<!!>LivE.🟢Exeter Chiefs vs Bath Live Stream: 2020 Gallagher English Premiership Rugby Semi-Final Game HD TV CoveraGE

Live Stream Online
ExeterChiefsvsBath Live
4 min readOct 10, 2020

Bath vs Exeter Chiefs Live: You can Any Sports Live stream online if you are registered member of U-TV, the leading online betting company that has streaming coverage for more than 140.000 live sports events with live betting during the year.

📺📱LIVE-TV⏩️ https://rebrand.ly/Watch-Rugby-Live-Stream

The story that news is the broccoli which the citizen must be made to eat has been retold with increasing alarm as digitization and the Internet have threatened traditional business models in the industry. Even Clay Shirky, who often acts the hard realist on the subject, has called for subsidies because “markets supply less reporting than democracies demand.” This is perfect nonsense. Granting that it is economic nonsense only because Shirky has taken some poetic liberties with language, it is also nonsense given the nature of actual reporting. Political reporting — and indeed, reporting on news of any sort — plays exactly the same role in people’s lives as sports news.

Consider the audience for a franchise like the Yankees as a power law distribution. The largest segment by far is really only interested in whether or not their team has won, and may not watch more than a couple of games each week. The smallest, most niche segment consumes absolutely every piece of information and rumor about the team that they can find. They frequent Yankees forums and chat rooms and get into angry fights about pointless minutia. There’s a sliding scale of obsession — devotion? — between the head and the outermost niche of the tail.

So why do they care? It’s all about belonging to a group, as well as simply living vicariously through stories. Just as soap opera audiences love to feel outraged by the scandals of fictional characters, some sports fans love to feel outraged by the scandals of professional athletes. Just as we can take comfort in being a part of a family, people take comfort in being a fan of a team, and having that in common with other fans.

Political news consumption follows exactly the same patterns. All news consumption does, whether we’re talking technology, video games, celebrities, economics — you name it, it’s all the same. It’s about group affiliation, regardless of whether it’s the Yankees vs the Red Sox, Republicans vs Democrats, or Android fanboys vs Apple fanboys. It’s also about stories with strong moral frameworks baked in — whether we’re talking the fight between the parents and husband of Terri Schiavo, the use of performance enhancement drugs in baseball, or Nintendo’s decision to pursue a general market rather than cater to their longtime fans. People get exhilarated by these stories, and by the feeling that they are a part of a group that cares about these stories.

News was never high minded in the way that people like Shirky want it to be. To defend the romantic point of view, people will drudge up a handful of examples of investigative journalism that was consequential. There are indeed specific cases, such as Brian Deer’s remarkable work exposing the fraudulent study claiming a link between vaccination and autism. But as Rolf Dobelli points out, this kind of work does not need the news. It can live in long form pieces, and in books. Especially nowadays, this kind of work can be supported and promoted directly without connecting it to the vast news apparatus which produces a sea of informational garbage every hour of every day.

And if you pooled together all of such consequential work in the entire history of the news, it would not even amount to one atom in the universe of content produced in one single year in one single segment of the news industry. News is not about being informed. It is about entertainment, about feeling good — in the broadest sense of feeling good, which includes indulging in outrage and feeling smugly superior to some other set of people.

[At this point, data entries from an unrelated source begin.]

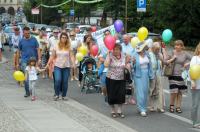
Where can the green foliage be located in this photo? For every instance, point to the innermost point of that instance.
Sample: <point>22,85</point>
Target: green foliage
<point>181,16</point>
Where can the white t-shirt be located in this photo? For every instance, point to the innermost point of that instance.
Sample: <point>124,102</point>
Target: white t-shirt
<point>52,43</point>
<point>196,61</point>
<point>32,73</point>
<point>74,44</point>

Also included is indulging in a sense of righteousness — which brings us back to the notion that journalists are the great defenders of democracy. Certainly political junkies like to believe that they are better informed than those of us who abstain to the extent that the modern information environment makes abstinence possible. But this is at odds with everything cognitive research has told us about bias and how beliefs form and are reinforced. It is well known that presenting a political junkie with a story that contradicts their beliefs tends to make them more vehement rather than more skeptical.

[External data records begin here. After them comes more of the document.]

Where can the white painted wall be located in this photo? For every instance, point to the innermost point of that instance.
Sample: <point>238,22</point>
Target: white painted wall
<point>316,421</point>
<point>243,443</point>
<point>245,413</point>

When you look at everything through the lens of sports news, it all starts to make sense. Why would you ever think that some scandal in the Republican party would suddenly get people to switch affiliations? Do you think that a lifetime Cubs fan would abandon his team because he found out that Sammy Sosa was taking steroids? He’s far more likely to start reciting a list of people on other teams who did the same in order to justify his continuing loyalty.

A lot of people have worried about the fate of the news in the current technological landscape. Personally, I have not lost a single minute of sleep over it. Why should I? The stakes are no higher than if we were discussing whether or not ESPN was going to be able to make it, or People magazine. I will admit it was pretty terrible when I found out that Nintendo Power wasn’t going to make it, but I think democracy will find a way to soldier on without it.